Wesentliche Elemente, diesen „Raubzügen“ entgegenzuwirken, wäre die Gründung eines Staatsfonds, der letztendlich auch für zukünftige Rentner Vorteile brächte – sowie die Einführung nationaler Währungen, so die Antwort des Referenten auf die Frage, wie die AfD hier agiert.
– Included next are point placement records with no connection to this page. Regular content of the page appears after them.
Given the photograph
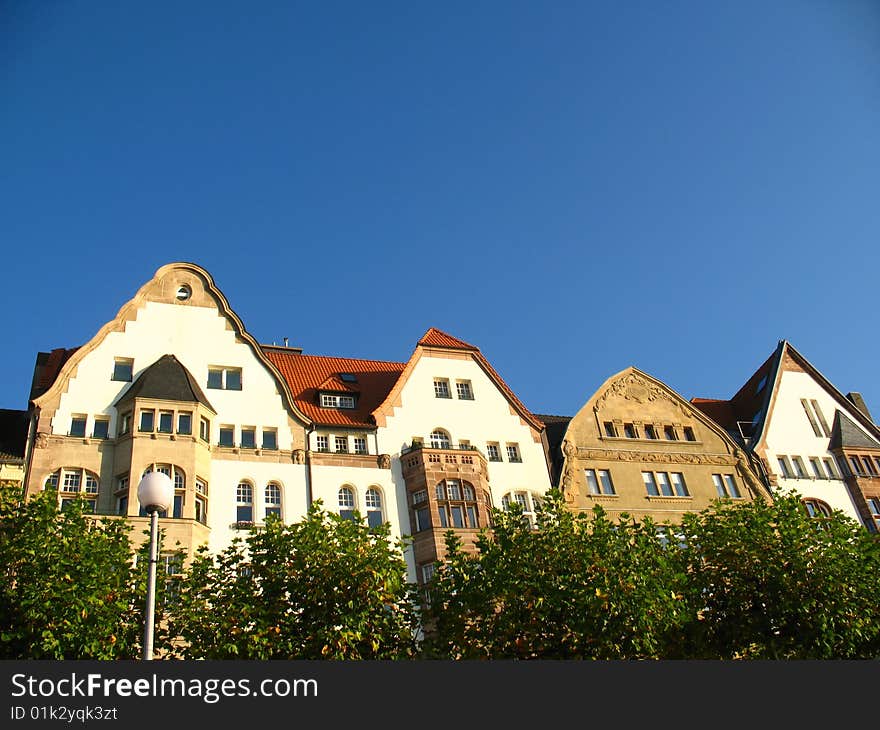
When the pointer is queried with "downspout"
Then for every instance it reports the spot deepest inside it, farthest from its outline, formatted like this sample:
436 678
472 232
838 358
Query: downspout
309 465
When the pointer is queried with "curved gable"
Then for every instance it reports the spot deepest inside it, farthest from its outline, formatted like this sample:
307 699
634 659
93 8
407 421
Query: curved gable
181 284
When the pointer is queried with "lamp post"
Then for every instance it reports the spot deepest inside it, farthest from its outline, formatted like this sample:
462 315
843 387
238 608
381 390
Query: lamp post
155 493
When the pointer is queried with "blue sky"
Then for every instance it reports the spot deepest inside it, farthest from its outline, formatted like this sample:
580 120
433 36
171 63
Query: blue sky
573 187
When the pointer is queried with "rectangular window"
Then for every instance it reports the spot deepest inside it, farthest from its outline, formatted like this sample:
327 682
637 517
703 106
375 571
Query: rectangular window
270 439
784 468
810 417
233 379
147 420
678 484
224 378
821 418
215 379
122 369
729 482
227 436
166 421
874 507
472 516
664 484
78 425
650 484
829 468
855 466
441 388
420 496
184 423
101 429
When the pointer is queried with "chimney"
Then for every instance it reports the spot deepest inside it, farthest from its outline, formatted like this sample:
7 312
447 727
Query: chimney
859 402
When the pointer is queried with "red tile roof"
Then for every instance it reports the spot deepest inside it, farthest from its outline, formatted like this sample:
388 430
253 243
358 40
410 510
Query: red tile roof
307 375
437 338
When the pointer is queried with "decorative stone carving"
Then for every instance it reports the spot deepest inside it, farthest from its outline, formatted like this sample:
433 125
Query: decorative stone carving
658 457
636 388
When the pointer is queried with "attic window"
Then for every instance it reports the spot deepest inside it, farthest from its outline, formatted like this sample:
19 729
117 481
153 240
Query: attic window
336 401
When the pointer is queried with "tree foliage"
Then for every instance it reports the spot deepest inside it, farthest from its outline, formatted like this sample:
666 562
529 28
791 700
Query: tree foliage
68 590
323 588
579 587
766 581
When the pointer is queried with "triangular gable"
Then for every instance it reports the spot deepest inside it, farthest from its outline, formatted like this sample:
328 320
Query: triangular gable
439 340
846 434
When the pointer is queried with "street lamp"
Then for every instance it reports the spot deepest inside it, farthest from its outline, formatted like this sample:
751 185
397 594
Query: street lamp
155 493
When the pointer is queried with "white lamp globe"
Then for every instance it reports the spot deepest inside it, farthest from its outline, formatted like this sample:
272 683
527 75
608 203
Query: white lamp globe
156 492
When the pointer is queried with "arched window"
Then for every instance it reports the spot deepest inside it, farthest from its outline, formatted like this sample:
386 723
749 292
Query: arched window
346 503
373 503
457 504
74 484
273 500
527 501
244 502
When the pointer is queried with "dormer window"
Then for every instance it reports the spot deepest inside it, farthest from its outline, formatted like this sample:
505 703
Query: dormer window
328 400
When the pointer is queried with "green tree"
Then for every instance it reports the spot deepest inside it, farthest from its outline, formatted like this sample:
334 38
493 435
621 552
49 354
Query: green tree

Anhand von Börsenkursentwicklungen verschiedener Branchen wurde die katastrophale Leistung der derzeitigen Regierung dargestellt. Bereits 7 Branchen verzeichnen kräftige Kurseinbrüche. Aktuell befindet sich die Autoindustrie als Schlüsselindustrie unseres Landes im Abschwung. Nach dem Motto: „Die Börse lügt nicht“, sind hier Rezessionsängste nicht unbegründet. Dies wird, so der Vortragende, unabhängig vom Ausgang der Wahl, zu politischen Veränderungen nach dem 26.5. führen. Die Spekulation des Referenten ging zu möglichen Nachfolgern von Frau Merkel. Ihre Tage dürften auf jeden Fall gezählt sein.